Blood was seeping up through Elizabeth's fingers. The muscles in her lower arms quivered and jumped as she put more of her weight on the wound. Nathaniel groaned, and his eyelids fluttered weakly.

"You see," Elizabeth said fiercely, seeking out Hannah's gaze. "He is alive."

"And spoutin' like a geyser." Curiosity sent a pointed look at Elizabeth's nightdress, already streaked with blood. She knelt on Nathaniel's other side and put a hand to his neck.

"How bad is it?" Hannah asked, stepping closer.

Curiosity made a sound deep in her throat. "The man got a heart like a wheel, it just roll right on."

Hannah's breath hissed out through her clenched teeth, and Curiosity looked up at her sharply. "We fixed your daddy up before, and we can do it again."

Carryck had been following all of this silently, but now Elizabeth felt him jerk in surprise. His gaze swung first toward Curiosity, and then up to Hannah. Against the stark white of her nightdress her hands and face shone bronze in the candlelight. Tears sparked in her eyes, as dark as obsidian. When he looked away again the truth was written on his face.

Moncrieff had not told him about Hannah. Elizabeth flushed with a bitter satisfaction. If the earl had not known that Hawkeye's oldest grandchild was half Mohawk, what else had been kept from him?

Curiosity ripped Nathaniel's breeches to the knee in order to get a better look at the wound in his leg.

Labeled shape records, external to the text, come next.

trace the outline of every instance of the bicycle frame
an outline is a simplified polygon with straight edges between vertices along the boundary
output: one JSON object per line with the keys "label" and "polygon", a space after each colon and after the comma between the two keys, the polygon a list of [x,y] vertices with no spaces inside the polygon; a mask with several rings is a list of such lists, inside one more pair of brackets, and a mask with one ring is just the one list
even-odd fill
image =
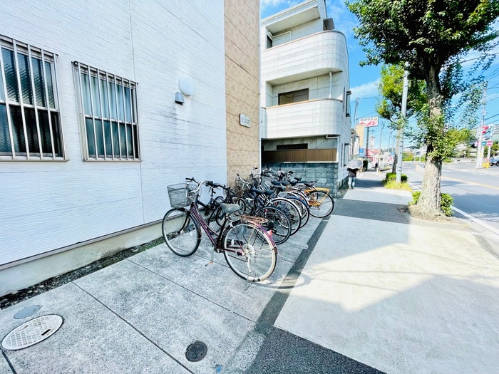
{"label": "bicycle frame", "polygon": [[187,217],[190,216],[196,222],[200,225],[202,230],[206,234],[207,237],[210,239],[212,246],[217,252],[221,253],[222,251],[229,251],[236,253],[236,251],[232,251],[230,249],[226,249],[223,248],[222,245],[222,239],[223,238],[223,234],[225,232],[225,229],[227,227],[227,222],[230,221],[229,216],[224,219],[223,224],[220,229],[220,233],[217,234],[213,231],[211,227],[210,227],[206,222],[202,219],[201,214],[200,214],[199,209],[197,207],[197,199],[194,202],[190,204],[190,207],[187,209]]}
{"label": "bicycle frame", "polygon": [[314,193],[314,191],[320,191],[321,192],[325,192],[326,194],[324,194],[322,197],[322,199],[321,199],[320,201],[317,200],[315,198],[314,199],[309,199],[309,204],[311,207],[319,207],[320,206],[322,202],[324,201],[326,199],[326,195],[329,194],[329,188],[325,188],[325,187],[314,187],[314,188],[306,188],[305,189],[305,193],[309,195],[309,194]]}

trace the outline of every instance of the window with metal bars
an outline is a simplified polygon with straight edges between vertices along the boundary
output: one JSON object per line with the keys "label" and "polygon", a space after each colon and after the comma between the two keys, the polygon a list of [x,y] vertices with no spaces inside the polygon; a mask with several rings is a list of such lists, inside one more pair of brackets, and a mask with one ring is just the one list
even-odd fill
{"label": "window with metal bars", "polygon": [[56,55],[0,36],[0,160],[63,160]]}
{"label": "window with metal bars", "polygon": [[74,62],[85,160],[139,161],[137,83]]}

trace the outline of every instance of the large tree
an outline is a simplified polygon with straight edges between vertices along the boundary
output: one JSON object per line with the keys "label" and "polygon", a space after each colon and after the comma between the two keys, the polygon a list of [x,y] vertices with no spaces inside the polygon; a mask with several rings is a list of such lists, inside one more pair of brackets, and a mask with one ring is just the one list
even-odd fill
{"label": "large tree", "polygon": [[[405,125],[406,119],[413,115],[415,111],[420,110],[427,101],[424,93],[425,83],[422,80],[411,79],[407,93],[407,102],[405,118],[402,118],[402,88],[403,87],[403,65],[383,65],[381,78],[378,84],[378,91],[381,98],[376,103],[376,111],[380,117],[389,123],[391,130],[399,130]],[[397,150],[400,139],[397,137]],[[397,152],[398,153],[398,152]],[[397,154],[393,162],[392,172],[396,172]]]}
{"label": "large tree", "polygon": [[426,83],[427,153],[417,207],[425,215],[440,215],[444,108],[459,91],[458,59],[493,48],[499,0],[356,0],[347,6],[360,22],[355,33],[365,63],[404,63],[411,77]]}

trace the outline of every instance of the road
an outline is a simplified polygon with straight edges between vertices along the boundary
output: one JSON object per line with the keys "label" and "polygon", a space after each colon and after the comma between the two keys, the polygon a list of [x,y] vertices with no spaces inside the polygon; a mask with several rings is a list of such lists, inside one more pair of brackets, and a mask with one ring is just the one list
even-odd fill
{"label": "road", "polygon": [[[404,162],[402,166],[402,172],[415,189],[421,187],[423,170],[422,162]],[[474,163],[444,164],[441,191],[453,198],[456,217],[473,220],[479,232],[487,235],[499,249],[499,167],[476,168]]]}

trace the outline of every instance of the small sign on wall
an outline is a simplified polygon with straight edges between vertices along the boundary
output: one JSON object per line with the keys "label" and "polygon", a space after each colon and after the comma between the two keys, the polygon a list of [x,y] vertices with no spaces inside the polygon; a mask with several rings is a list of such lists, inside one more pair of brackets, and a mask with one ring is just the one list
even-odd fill
{"label": "small sign on wall", "polygon": [[244,114],[239,115],[239,123],[242,126],[245,126],[247,128],[251,128],[251,118]]}

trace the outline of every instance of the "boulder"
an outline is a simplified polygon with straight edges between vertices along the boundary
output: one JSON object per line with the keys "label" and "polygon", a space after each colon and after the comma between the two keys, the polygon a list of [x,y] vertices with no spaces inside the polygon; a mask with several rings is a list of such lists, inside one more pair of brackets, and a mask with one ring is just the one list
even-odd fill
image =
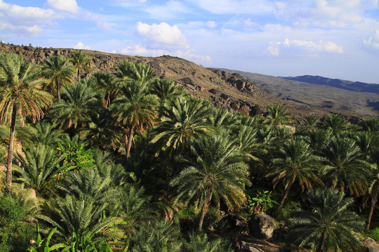
{"label": "boulder", "polygon": [[276,228],[274,218],[265,214],[256,215],[249,221],[250,234],[259,238],[270,239]]}
{"label": "boulder", "polygon": [[362,243],[365,252],[379,252],[379,243],[373,238],[365,237]]}

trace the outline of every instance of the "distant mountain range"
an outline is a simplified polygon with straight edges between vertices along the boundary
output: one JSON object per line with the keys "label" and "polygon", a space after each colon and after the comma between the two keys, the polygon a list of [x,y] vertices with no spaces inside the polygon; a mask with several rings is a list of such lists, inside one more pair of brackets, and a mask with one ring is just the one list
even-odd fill
{"label": "distant mountain range", "polygon": [[[74,49],[33,47],[0,43],[0,53],[16,53],[38,64],[50,55],[70,58]],[[161,78],[175,81],[194,97],[232,113],[264,114],[269,104],[284,103],[300,120],[307,114],[337,113],[352,120],[379,116],[379,86],[320,76],[279,77],[235,70],[206,68],[177,57],[132,57],[82,50],[91,71],[112,73],[121,60],[149,64]],[[89,75],[91,73],[85,73]],[[318,84],[318,85],[315,85]],[[370,92],[370,93],[368,93]]]}
{"label": "distant mountain range", "polygon": [[348,110],[379,117],[379,85],[304,75],[275,77],[236,70],[274,97],[293,105]]}
{"label": "distant mountain range", "polygon": [[374,93],[379,94],[379,85],[375,84],[364,83],[356,81],[340,80],[339,79],[330,79],[322,76],[312,75],[303,75],[296,77],[280,77],[286,80],[305,82],[310,84],[325,85],[333,88],[344,89],[349,91],[357,92]]}

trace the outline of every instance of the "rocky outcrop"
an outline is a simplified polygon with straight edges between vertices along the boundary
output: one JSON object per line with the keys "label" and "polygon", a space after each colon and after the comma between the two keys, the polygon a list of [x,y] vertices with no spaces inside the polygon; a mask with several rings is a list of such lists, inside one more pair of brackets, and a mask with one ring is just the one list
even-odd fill
{"label": "rocky outcrop", "polygon": [[276,228],[274,218],[265,214],[256,215],[249,221],[250,234],[257,238],[268,240]]}

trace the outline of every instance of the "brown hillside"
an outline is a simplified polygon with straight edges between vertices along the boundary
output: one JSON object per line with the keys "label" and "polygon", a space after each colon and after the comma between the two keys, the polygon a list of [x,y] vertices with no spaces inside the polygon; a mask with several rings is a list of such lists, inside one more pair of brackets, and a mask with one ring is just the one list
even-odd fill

"This ain't too bad," she said. "Missed the bone, and passed clean through. Let me see that shoulder, Elizabeth."

Hannah said, "We'll need linen for binding."

"He needs a surgeon," said the earl to Elizabeth. "Pickering's Hakim is still at Carryckcastle."

This brought Hannah up short, but Curiosity's mouth thinned. "I take it this here is the earl," she said without even looking at him. "Tellin' us how to look after our own."

"But Curiosity--" Hannah began, but the older woman shook her head sharply.

"I'd be mighty pleased to see the Hakim, but he ain't here, and this bleedin' has got to stop right now. Skip and get that medicine basket of yours, child. Elizabeth, I need more light, and most of all I need Nathaniel up on the bed where I can work on him. If the earl here care to make hisself useful he'll help with the liftin'. Now move aside, both of you, and let me do what I can for him."

Elizabeth wondered when Carryck had last been given a command by anyone, much less a woman. And yet he looked more preoccupied than aggrieved as he stepped away.

She said, "There is no time for civilities, sir. Will you not assist us?"

Carryck exhaled strongly through his nose. "It's no' the civilities that concern me. Do ye trust this woman?"

"I trust her with his life, and with my own."

He crossed the room in a few strides. In a single movement he threw open the casement and whistled, one high piercing note followed by a falling tone. The last of it was still in the air when quick steps sounded on the stairs.

Three men appeared at the open door, young and well built, and all heavily armed. The tallest of them was black-haired, the other two fair and balding and as like to each other as boiled eggs. One of the twins carried a lantern that filled the room with swaying light, and showed up the widening red circle under Nathaniel's shoulders.